Assessment: Quality Over Origin
One of the more refreshing aspects of these guidelines is the explicit statement that documented AI usage, in accordance with the rules, does not lead to a grade penalty. The quality of the work remains the primary criterion.
That said, there's a balancing mechanism: the oral defense or examination carries increased weight. You need to be able to explain and defend every aspect of your work in detail. This elegantly solves the verification problem — if you can't walk through your own code or reasoning in person, the documentation won't save you.
If AI usage goes undocumented, consequences range from grade reductions to formal deception charges.
Practical Documentation Examples
The guidelines include several example statements that are worth reading for the tone they set. They all follow a consistent pattern: "I wrote all parts of this work myself. Additionally, I used [tool] for [purpose]. The output was [reviewed/adapted/not adopted verbatim]."
A few paraphrased examples of what good documentation looks like:
- "I used ChatGPT to refine individual sentences in the introduction. Suggestions were manually reviewed, adapted, and reformulated — not adopted verbatim."
- "I used GitHub Copilot to check and optimize my programming scripts for XY. Suggestions for improving runtime and memory usage were comprehended, tested, and adopted where appropriate. All adoptions are documented in code comments."
- "I used Claude Sonnet 4 with web search to discover relevant sources and have theoretical concepts explained. Based on this, I consulted the primary literature directly and created my own summaries."
Notice the pattern: specific tool, specific use case, specific description of how the output was handled. No vague hand-waving.
A Taxonomy Worth Stealing
The guidelines also include detailed taxonomies for different categories of AI usage. I think these are useful reference material for anyone documenting AI-assisted work, not just students.

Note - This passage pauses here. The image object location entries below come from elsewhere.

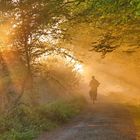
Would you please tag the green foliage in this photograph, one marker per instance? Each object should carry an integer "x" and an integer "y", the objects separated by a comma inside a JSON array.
[{"x": 27, "y": 123}]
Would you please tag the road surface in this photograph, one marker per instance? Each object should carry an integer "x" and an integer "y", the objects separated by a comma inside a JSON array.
[{"x": 103, "y": 121}]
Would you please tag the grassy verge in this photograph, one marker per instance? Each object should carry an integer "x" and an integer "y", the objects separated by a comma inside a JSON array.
[
  {"x": 135, "y": 111},
  {"x": 27, "y": 123}
]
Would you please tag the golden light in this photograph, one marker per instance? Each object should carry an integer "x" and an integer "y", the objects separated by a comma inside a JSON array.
[{"x": 79, "y": 68}]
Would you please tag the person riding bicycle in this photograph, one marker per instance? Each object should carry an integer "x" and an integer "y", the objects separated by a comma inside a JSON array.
[{"x": 93, "y": 89}]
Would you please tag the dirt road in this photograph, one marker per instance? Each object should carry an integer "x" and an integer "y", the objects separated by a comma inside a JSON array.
[{"x": 104, "y": 121}]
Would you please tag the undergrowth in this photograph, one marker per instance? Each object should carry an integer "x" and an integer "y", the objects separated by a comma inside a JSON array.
[{"x": 26, "y": 123}]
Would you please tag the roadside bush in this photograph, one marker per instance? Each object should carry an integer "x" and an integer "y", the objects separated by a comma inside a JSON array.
[{"x": 26, "y": 123}]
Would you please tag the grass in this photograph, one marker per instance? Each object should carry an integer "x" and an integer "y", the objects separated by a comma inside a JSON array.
[{"x": 28, "y": 123}]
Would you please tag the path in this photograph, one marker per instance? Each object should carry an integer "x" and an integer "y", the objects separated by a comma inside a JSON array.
[{"x": 104, "y": 121}]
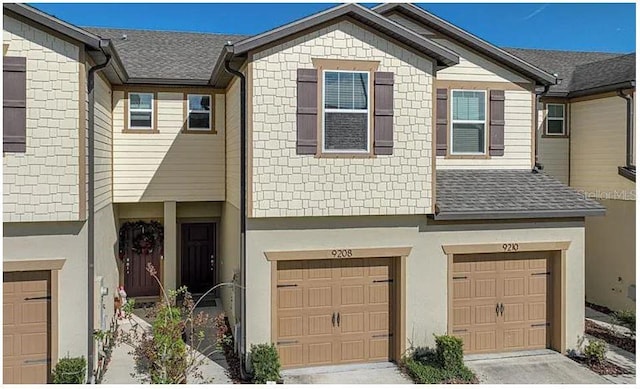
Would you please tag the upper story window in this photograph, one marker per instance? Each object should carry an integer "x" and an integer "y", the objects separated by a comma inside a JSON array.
[
  {"x": 199, "y": 112},
  {"x": 141, "y": 111},
  {"x": 555, "y": 119},
  {"x": 468, "y": 122},
  {"x": 346, "y": 118}
]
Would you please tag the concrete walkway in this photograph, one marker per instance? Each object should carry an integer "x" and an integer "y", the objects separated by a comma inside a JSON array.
[
  {"x": 370, "y": 373},
  {"x": 121, "y": 368},
  {"x": 536, "y": 367}
]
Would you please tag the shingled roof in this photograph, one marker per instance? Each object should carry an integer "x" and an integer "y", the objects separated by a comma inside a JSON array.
[
  {"x": 580, "y": 71},
  {"x": 506, "y": 194},
  {"x": 167, "y": 55}
]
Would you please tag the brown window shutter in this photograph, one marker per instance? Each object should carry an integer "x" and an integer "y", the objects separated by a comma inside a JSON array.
[
  {"x": 442, "y": 108},
  {"x": 307, "y": 113},
  {"x": 383, "y": 112},
  {"x": 14, "y": 104},
  {"x": 496, "y": 129}
]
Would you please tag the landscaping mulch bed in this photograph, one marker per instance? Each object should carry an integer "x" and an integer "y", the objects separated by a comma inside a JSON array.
[
  {"x": 606, "y": 368},
  {"x": 232, "y": 359},
  {"x": 606, "y": 334}
]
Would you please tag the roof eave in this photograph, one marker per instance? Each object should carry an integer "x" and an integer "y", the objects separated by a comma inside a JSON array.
[
  {"x": 441, "y": 54},
  {"x": 603, "y": 89},
  {"x": 55, "y": 24},
  {"x": 492, "y": 51},
  {"x": 497, "y": 214}
]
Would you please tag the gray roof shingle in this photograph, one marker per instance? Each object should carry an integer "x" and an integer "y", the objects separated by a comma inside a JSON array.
[
  {"x": 506, "y": 194},
  {"x": 580, "y": 70},
  {"x": 166, "y": 54}
]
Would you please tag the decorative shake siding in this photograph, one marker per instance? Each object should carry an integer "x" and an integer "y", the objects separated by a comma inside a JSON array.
[
  {"x": 170, "y": 164},
  {"x": 286, "y": 184},
  {"x": 517, "y": 138},
  {"x": 103, "y": 144},
  {"x": 598, "y": 144},
  {"x": 473, "y": 67},
  {"x": 42, "y": 184}
]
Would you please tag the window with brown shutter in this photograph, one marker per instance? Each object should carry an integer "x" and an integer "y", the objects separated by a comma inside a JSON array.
[
  {"x": 307, "y": 111},
  {"x": 496, "y": 129},
  {"x": 441, "y": 121},
  {"x": 383, "y": 109},
  {"x": 14, "y": 105}
]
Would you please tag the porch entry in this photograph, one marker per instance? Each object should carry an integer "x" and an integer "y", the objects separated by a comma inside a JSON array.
[{"x": 198, "y": 256}]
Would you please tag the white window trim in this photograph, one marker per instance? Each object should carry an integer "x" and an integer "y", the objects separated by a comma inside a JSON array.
[
  {"x": 330, "y": 110},
  {"x": 210, "y": 112},
  {"x": 484, "y": 122},
  {"x": 153, "y": 97},
  {"x": 564, "y": 114}
]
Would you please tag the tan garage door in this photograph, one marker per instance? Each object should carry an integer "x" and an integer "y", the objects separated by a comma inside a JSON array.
[
  {"x": 502, "y": 302},
  {"x": 26, "y": 327},
  {"x": 333, "y": 311}
]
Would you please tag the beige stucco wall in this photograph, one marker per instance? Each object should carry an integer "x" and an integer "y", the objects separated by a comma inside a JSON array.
[
  {"x": 169, "y": 165},
  {"x": 598, "y": 147},
  {"x": 42, "y": 184},
  {"x": 610, "y": 256},
  {"x": 426, "y": 271},
  {"x": 518, "y": 136},
  {"x": 57, "y": 240},
  {"x": 286, "y": 184}
]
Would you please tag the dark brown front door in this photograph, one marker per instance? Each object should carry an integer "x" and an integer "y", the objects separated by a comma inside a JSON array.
[
  {"x": 198, "y": 260},
  {"x": 137, "y": 280}
]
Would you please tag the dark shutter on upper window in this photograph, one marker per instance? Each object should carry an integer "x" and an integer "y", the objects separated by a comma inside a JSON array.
[
  {"x": 307, "y": 112},
  {"x": 441, "y": 121},
  {"x": 14, "y": 104},
  {"x": 383, "y": 112},
  {"x": 496, "y": 128}
]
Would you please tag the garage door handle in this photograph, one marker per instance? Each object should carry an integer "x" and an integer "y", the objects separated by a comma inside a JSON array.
[
  {"x": 36, "y": 361},
  {"x": 38, "y": 298}
]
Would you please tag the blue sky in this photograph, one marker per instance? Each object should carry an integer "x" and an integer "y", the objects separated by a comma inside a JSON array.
[{"x": 570, "y": 26}]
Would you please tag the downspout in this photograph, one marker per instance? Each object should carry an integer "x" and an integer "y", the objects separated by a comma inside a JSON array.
[
  {"x": 629, "y": 98},
  {"x": 537, "y": 166},
  {"x": 91, "y": 208},
  {"x": 243, "y": 210}
]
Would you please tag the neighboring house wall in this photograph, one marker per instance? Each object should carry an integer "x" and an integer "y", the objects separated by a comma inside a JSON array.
[
  {"x": 168, "y": 164},
  {"x": 286, "y": 184},
  {"x": 553, "y": 152},
  {"x": 598, "y": 144},
  {"x": 43, "y": 184},
  {"x": 426, "y": 266},
  {"x": 230, "y": 223}
]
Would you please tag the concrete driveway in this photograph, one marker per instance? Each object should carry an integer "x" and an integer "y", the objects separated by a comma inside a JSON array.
[
  {"x": 370, "y": 373},
  {"x": 537, "y": 367}
]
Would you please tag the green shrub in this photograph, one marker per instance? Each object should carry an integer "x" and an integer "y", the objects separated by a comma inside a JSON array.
[
  {"x": 265, "y": 363},
  {"x": 595, "y": 352},
  {"x": 70, "y": 371},
  {"x": 626, "y": 318},
  {"x": 449, "y": 352}
]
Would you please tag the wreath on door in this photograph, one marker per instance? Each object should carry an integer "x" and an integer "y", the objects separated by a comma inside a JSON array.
[{"x": 145, "y": 237}]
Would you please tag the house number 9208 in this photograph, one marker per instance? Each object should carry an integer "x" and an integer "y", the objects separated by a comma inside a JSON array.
[
  {"x": 510, "y": 247},
  {"x": 342, "y": 253}
]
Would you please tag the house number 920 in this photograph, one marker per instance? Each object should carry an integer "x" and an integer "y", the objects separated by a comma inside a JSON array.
[
  {"x": 509, "y": 247},
  {"x": 342, "y": 253}
]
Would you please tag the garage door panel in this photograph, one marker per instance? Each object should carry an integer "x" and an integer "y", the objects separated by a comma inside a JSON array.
[
  {"x": 358, "y": 289},
  {"x": 26, "y": 327},
  {"x": 517, "y": 284}
]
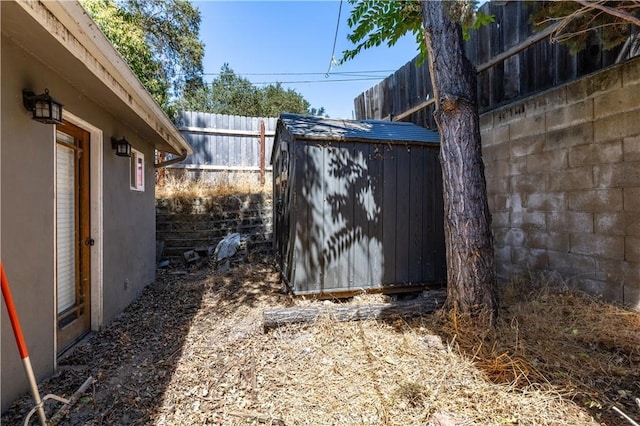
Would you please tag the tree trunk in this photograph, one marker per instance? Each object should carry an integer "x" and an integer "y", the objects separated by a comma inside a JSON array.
[{"x": 471, "y": 279}]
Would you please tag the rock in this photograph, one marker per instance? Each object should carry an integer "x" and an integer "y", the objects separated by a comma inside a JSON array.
[
  {"x": 191, "y": 256},
  {"x": 228, "y": 246},
  {"x": 442, "y": 418}
]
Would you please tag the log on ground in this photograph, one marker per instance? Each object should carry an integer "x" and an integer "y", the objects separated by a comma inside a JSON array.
[{"x": 427, "y": 304}]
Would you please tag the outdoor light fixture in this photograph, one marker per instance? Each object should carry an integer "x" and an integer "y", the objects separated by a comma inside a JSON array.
[
  {"x": 122, "y": 147},
  {"x": 45, "y": 109}
]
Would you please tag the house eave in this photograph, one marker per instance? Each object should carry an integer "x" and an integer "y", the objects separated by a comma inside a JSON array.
[{"x": 70, "y": 25}]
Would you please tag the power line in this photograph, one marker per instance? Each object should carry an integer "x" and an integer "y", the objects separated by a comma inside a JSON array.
[
  {"x": 306, "y": 73},
  {"x": 315, "y": 81},
  {"x": 335, "y": 39}
]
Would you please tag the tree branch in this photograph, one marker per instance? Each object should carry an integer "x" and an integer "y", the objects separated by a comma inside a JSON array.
[{"x": 611, "y": 11}]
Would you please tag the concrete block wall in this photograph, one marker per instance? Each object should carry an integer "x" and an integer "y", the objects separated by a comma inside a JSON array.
[{"x": 563, "y": 177}]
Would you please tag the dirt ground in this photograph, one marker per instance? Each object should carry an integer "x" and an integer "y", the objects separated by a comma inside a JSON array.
[{"x": 191, "y": 350}]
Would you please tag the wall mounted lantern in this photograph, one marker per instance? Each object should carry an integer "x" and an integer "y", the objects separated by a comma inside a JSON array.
[
  {"x": 122, "y": 147},
  {"x": 44, "y": 108}
]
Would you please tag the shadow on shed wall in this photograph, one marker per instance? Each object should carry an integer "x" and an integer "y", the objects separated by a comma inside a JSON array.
[{"x": 368, "y": 215}]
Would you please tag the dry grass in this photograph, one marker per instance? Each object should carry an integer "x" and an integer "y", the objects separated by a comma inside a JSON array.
[
  {"x": 183, "y": 187},
  {"x": 192, "y": 351}
]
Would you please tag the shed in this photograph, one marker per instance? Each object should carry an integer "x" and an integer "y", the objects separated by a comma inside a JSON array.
[{"x": 358, "y": 205}]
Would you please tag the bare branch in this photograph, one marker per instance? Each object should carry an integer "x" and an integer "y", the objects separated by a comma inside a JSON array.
[{"x": 611, "y": 11}]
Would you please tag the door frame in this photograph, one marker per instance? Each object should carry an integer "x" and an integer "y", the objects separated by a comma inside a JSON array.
[{"x": 96, "y": 220}]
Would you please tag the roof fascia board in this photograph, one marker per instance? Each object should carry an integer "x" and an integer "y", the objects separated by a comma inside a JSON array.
[{"x": 71, "y": 26}]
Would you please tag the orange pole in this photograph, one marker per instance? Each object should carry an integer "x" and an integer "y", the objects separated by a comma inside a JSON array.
[
  {"x": 22, "y": 346},
  {"x": 13, "y": 314}
]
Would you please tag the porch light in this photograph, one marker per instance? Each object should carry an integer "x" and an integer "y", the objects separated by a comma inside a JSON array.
[
  {"x": 122, "y": 147},
  {"x": 44, "y": 108}
]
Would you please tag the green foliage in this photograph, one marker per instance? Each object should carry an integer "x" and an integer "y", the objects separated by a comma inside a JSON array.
[
  {"x": 577, "y": 20},
  {"x": 276, "y": 99},
  {"x": 159, "y": 40},
  {"x": 232, "y": 94},
  {"x": 374, "y": 22}
]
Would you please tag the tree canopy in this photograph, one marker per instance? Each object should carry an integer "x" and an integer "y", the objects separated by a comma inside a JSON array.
[
  {"x": 377, "y": 22},
  {"x": 230, "y": 93},
  {"x": 577, "y": 19},
  {"x": 159, "y": 40}
]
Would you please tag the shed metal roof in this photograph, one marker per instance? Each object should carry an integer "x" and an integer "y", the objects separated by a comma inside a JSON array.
[{"x": 320, "y": 128}]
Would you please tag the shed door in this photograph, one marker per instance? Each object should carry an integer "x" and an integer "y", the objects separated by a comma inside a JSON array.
[{"x": 73, "y": 241}]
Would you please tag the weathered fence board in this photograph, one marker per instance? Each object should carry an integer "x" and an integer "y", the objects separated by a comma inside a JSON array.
[
  {"x": 225, "y": 142},
  {"x": 538, "y": 66}
]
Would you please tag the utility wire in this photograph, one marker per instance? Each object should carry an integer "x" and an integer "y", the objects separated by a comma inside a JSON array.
[
  {"x": 335, "y": 39},
  {"x": 314, "y": 81},
  {"x": 306, "y": 73}
]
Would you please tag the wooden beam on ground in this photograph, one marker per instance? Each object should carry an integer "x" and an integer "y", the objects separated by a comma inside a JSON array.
[{"x": 426, "y": 304}]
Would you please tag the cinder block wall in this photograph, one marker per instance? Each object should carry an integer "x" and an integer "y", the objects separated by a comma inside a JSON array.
[{"x": 563, "y": 176}]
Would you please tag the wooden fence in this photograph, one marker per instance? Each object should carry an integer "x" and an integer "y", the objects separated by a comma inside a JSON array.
[
  {"x": 523, "y": 63},
  {"x": 226, "y": 144}
]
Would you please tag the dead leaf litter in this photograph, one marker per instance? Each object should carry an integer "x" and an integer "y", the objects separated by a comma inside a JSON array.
[{"x": 191, "y": 351}]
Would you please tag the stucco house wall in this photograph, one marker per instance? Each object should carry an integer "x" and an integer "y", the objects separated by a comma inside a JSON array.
[{"x": 122, "y": 219}]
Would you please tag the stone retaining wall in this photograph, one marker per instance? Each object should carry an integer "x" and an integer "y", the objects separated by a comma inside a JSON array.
[{"x": 185, "y": 224}]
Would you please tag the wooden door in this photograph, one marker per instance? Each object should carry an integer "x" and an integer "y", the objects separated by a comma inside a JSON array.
[{"x": 73, "y": 241}]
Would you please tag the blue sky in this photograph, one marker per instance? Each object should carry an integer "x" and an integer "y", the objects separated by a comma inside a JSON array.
[{"x": 280, "y": 37}]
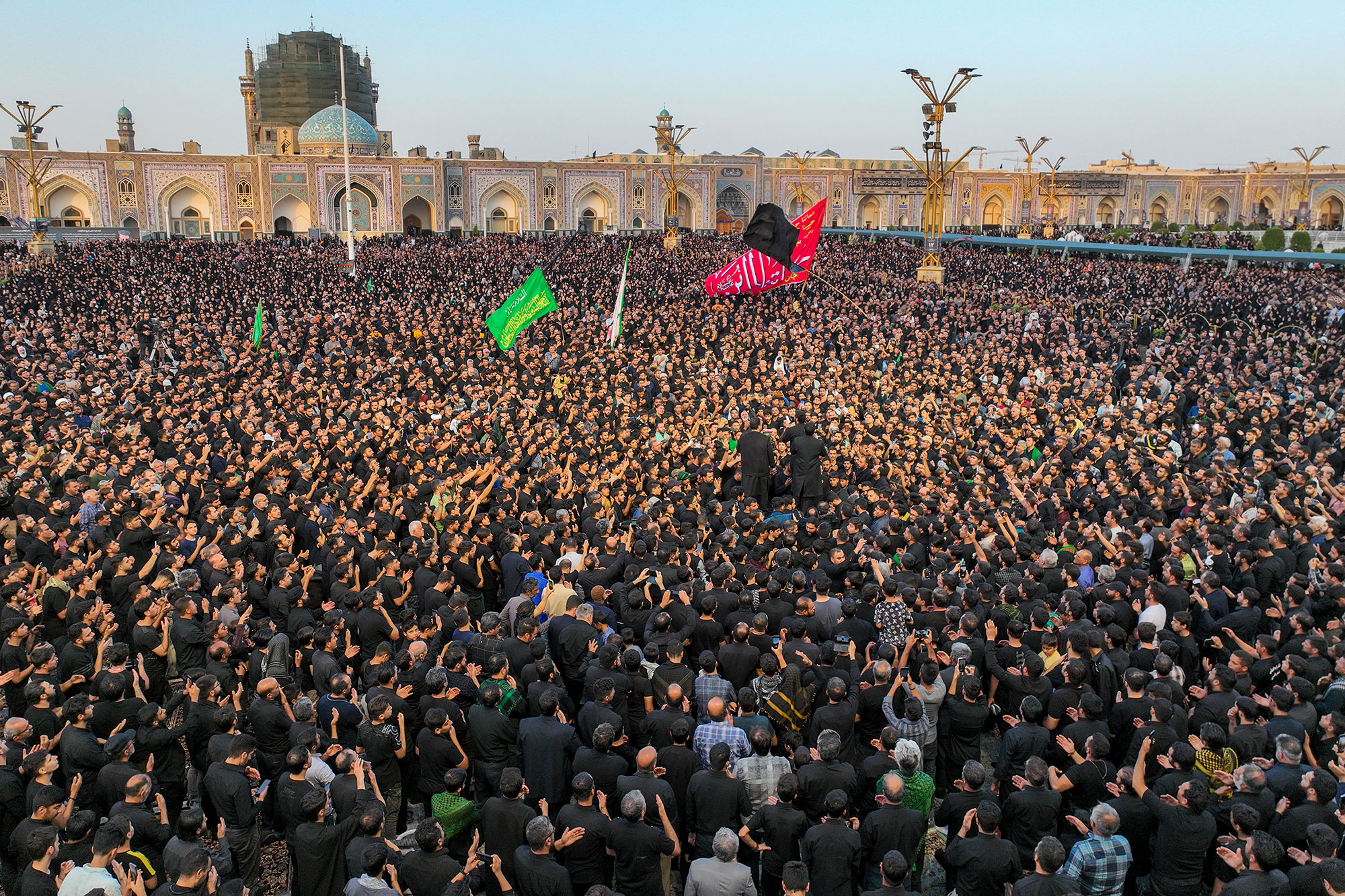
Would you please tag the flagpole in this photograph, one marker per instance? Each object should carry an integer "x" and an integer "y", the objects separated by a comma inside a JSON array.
[{"x": 345, "y": 143}]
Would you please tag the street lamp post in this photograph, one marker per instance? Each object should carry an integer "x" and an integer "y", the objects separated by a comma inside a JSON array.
[
  {"x": 1253, "y": 193},
  {"x": 935, "y": 166},
  {"x": 1030, "y": 188},
  {"x": 670, "y": 136},
  {"x": 1052, "y": 202},
  {"x": 1305, "y": 192},
  {"x": 34, "y": 171}
]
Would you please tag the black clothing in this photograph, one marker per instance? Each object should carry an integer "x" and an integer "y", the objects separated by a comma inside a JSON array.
[
  {"x": 821, "y": 778},
  {"x": 715, "y": 801},
  {"x": 1180, "y": 845},
  {"x": 502, "y": 829},
  {"x": 891, "y": 827},
  {"x": 833, "y": 852},
  {"x": 586, "y": 860},
  {"x": 423, "y": 872},
  {"x": 323, "y": 850},
  {"x": 985, "y": 864},
  {"x": 231, "y": 794},
  {"x": 1046, "y": 885},
  {"x": 1030, "y": 814},
  {"x": 637, "y": 846}
]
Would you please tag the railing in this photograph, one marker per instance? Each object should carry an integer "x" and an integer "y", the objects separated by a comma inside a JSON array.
[
  {"x": 1172, "y": 253},
  {"x": 69, "y": 235}
]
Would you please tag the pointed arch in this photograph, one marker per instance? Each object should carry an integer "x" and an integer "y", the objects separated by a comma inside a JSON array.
[
  {"x": 993, "y": 208},
  {"x": 163, "y": 201},
  {"x": 584, "y": 201},
  {"x": 93, "y": 212},
  {"x": 1330, "y": 209},
  {"x": 508, "y": 198},
  {"x": 1218, "y": 206}
]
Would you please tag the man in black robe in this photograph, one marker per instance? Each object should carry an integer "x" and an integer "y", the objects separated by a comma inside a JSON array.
[
  {"x": 806, "y": 454},
  {"x": 322, "y": 848},
  {"x": 758, "y": 454}
]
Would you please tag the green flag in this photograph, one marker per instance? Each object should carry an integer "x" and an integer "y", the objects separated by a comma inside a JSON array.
[{"x": 527, "y": 304}]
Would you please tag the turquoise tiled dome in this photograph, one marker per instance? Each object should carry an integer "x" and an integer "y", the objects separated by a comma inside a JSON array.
[{"x": 325, "y": 128}]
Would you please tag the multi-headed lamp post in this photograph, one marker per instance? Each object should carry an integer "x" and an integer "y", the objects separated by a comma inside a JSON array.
[
  {"x": 935, "y": 166},
  {"x": 34, "y": 171}
]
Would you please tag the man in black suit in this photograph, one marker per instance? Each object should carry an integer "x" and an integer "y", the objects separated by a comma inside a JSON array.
[
  {"x": 548, "y": 747},
  {"x": 757, "y": 451},
  {"x": 808, "y": 452}
]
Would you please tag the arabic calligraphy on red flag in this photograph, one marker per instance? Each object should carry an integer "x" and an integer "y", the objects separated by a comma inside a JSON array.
[{"x": 754, "y": 272}]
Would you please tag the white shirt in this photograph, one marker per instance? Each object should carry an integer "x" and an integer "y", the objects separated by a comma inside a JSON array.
[{"x": 87, "y": 879}]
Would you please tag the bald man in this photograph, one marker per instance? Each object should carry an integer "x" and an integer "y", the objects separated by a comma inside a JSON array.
[
  {"x": 658, "y": 724},
  {"x": 720, "y": 729},
  {"x": 271, "y": 720},
  {"x": 646, "y": 779}
]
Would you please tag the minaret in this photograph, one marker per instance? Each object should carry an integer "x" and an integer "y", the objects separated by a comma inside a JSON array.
[
  {"x": 664, "y": 132},
  {"x": 126, "y": 131},
  {"x": 248, "y": 87},
  {"x": 373, "y": 85}
]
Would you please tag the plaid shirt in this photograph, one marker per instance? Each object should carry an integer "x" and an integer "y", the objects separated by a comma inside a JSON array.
[
  {"x": 707, "y": 689},
  {"x": 724, "y": 732},
  {"x": 1100, "y": 864},
  {"x": 88, "y": 513}
]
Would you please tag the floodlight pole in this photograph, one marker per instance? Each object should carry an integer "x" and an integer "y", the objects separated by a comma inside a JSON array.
[
  {"x": 1305, "y": 192},
  {"x": 672, "y": 136},
  {"x": 36, "y": 171},
  {"x": 345, "y": 143},
  {"x": 935, "y": 167},
  {"x": 1030, "y": 188},
  {"x": 1048, "y": 228}
]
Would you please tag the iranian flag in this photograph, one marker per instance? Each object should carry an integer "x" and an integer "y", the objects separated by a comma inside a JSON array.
[
  {"x": 614, "y": 329},
  {"x": 758, "y": 272}
]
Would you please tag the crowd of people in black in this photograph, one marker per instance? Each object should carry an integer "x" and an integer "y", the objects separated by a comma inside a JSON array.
[{"x": 1032, "y": 580}]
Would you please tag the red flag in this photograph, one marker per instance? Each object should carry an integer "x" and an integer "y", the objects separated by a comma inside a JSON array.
[{"x": 754, "y": 272}]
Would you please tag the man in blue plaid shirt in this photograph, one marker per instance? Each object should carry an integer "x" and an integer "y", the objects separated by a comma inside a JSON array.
[
  {"x": 720, "y": 729},
  {"x": 89, "y": 509},
  {"x": 709, "y": 685},
  {"x": 1101, "y": 861}
]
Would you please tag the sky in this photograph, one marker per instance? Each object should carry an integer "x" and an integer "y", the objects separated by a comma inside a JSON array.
[{"x": 1190, "y": 84}]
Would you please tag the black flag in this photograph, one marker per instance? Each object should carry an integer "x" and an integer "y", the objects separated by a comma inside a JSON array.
[{"x": 773, "y": 235}]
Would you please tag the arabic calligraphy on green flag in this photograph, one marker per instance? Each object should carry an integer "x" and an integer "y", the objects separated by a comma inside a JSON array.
[{"x": 527, "y": 304}]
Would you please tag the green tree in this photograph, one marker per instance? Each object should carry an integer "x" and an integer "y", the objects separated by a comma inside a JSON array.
[{"x": 1273, "y": 240}]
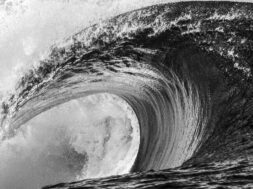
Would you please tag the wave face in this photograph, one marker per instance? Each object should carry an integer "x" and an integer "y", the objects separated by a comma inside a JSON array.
[{"x": 184, "y": 69}]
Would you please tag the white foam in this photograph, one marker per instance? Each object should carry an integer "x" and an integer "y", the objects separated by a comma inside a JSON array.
[{"x": 51, "y": 147}]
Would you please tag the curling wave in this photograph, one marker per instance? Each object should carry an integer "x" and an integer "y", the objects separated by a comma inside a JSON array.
[{"x": 173, "y": 65}]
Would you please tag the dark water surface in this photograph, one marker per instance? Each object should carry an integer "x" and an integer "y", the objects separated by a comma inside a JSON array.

In writing: grammar checking, citation management, plagiarism detection, formatting, style improvement, paraphrasing, translation, literature review drafting, source summarization, content expansion, section composition, and simulated peer review.
In programming: inline completion, prompt-to-code generation, project scaffolding, code explanation, documentation generation, debugging, test generation, refactoring, performance optimization, API usage examples, dependency management, AI pair programming, and simulated code review.
In mathematics: symbolic manipulation, step-by-step tutorials, visualization, formula translation, conjecture generation, proof sketch drafting, formal proof synthesis, counterexample search, proof verification, and auto-formalization of natural language into formal logic.
These categories aren't exhaustive, and they're explicitly not all automatically "appropriate" — they're a vocabulary for describing what you did.
Why This Matters Beyond Academia
I spend a lot of my time building evaluation and observability infrastructure for LLM workflows. One thing that's become clear is that the documentation problem isn't unique to universities. Any team using LLMs in production faces the same question: how do we track what the model contributed vs. what a human decided?
The LMU approach — structured documentation, clear responsibility, quality-first assessment, and verification through explanation — maps surprisingly well onto engineering practices. Swap "oral defense" for "code review where you explain your PR," and "AI Tools section" for "commit messages and PR descriptions that disclose AI assistance," and you're most of the way there.
The key insight is that transparency isn't about restricting AI usage. It's about maintaining accountability. And that's a principle that scales from a bachelor's thesis to a production ML pipeline.
The full original guidelines (in English) are available from the Institute of Statistics at LMU Munich. If your institution is working on similar policies, they're worth reading in full — they're one of the more thoughtful takes I've seen on this topic.